Patient blood management
Given the heterogeneity of approaches to improve haemoglobin levels and reduce use of red cell transfusion, coupled with the differing demands of elective and emergency surgical populations, the use of a set of guidelines or a standardized approach to management is appropriate. Patient blood management (PBM) is a programme or collection of approaches tailored to the individual patient aimed at minimizing the need for red cell transfusion and thus improving postoperative outcomes.80,93–98 It centres on three ‘pillars’ (first, optimization of haemopoesis; second, minimizing blood loss and bleeding; and third, optimizing tolerance of anaemia) all of which have a preoperative, intraoperative and postoperative component.

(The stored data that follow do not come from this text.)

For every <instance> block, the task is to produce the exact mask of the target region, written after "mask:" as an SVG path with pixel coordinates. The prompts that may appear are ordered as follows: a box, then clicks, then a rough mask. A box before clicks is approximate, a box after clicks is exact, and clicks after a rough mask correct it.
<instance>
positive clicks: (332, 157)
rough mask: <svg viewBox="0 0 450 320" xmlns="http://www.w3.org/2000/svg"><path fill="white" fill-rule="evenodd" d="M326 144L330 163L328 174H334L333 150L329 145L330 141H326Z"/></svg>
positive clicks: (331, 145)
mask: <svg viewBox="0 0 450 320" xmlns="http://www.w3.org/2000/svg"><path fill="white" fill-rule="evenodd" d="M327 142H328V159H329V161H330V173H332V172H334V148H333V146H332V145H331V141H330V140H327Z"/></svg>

This approach is established in Australia and several centres in the USA but has been inconsistently adopted in Europe. 98 Recent work shows how this systematic approach to optimizing haemoglobin in surgical patients has been effectively and pragmatically implemented and appraised with improved 90-day postoperative outcomes within a UK centre. 99
Conclusions
Proactively assessing and managing anaemia presents different challenges in the elective and emergency surgical groups. Despite these challenges, evidence is emerging for methods of ‘transfusion sparing’ intervention in order to optimize patients in the perioperative period. Given the current literature, we recommend employing patient blood management programmes incorporating the NATA guidelines when assessing patients prior to elective surgery and the use of intravenous iron possibly with the addition of erythropoietin in the management of anaemic emergency surgical patients. Such interventions could be employed using guidance from the PBM approach. More research is required into the timing and methods of optimization in the anaemic surgical patient, particularly with respect to emergency surgery in order to provide definitive answers. A large RCT powered to robustly examine the effect of iron and erythropoietin on clinical outcomes after emergency surgery in anaemic subjects would help the formulation of a standardized approach to this common clinical scenario. Such work should weigh the benefit of optimizing anaemia against the need to expedite surgery within defined patient groups, in addition to evaluating cost-effectiveness.
Learning points
Anaemia is common in the elderly surgical population. The commonest causes of anaemia in older people are iron deficiency anaemia and anaemia of chronic disease or inflammation. One-third of older anaemic patients have ‘unexplained’ anaemia. Anaemia is an independent risk factor for mortality, postoperative complication rates, length of hospital stay and poor functional outcomes in various elective and emergency surgical populations. Even ‘mild’ anaemia has a negative impact on mortality. Within the elective anaemic surgical population, prompt assessment for underlying cause, timely investigations and optimization using intravenous iron, nutritional supplementation, erythropoesis stimulating therapy and transfusion where necessary should be employed. Conservative or restrictive transfusion triggers are now recommended with evidence suggesting that such practice does not affect mortality or functional status postoperatively. Patient blood management programmes can be successfully implemented in the UK with benefits shown for surgical patients. Further work should evaluate the use and timing of iron and erythropoietin in large adequately powered RCTs on outcomes meaningful to older surgical patients.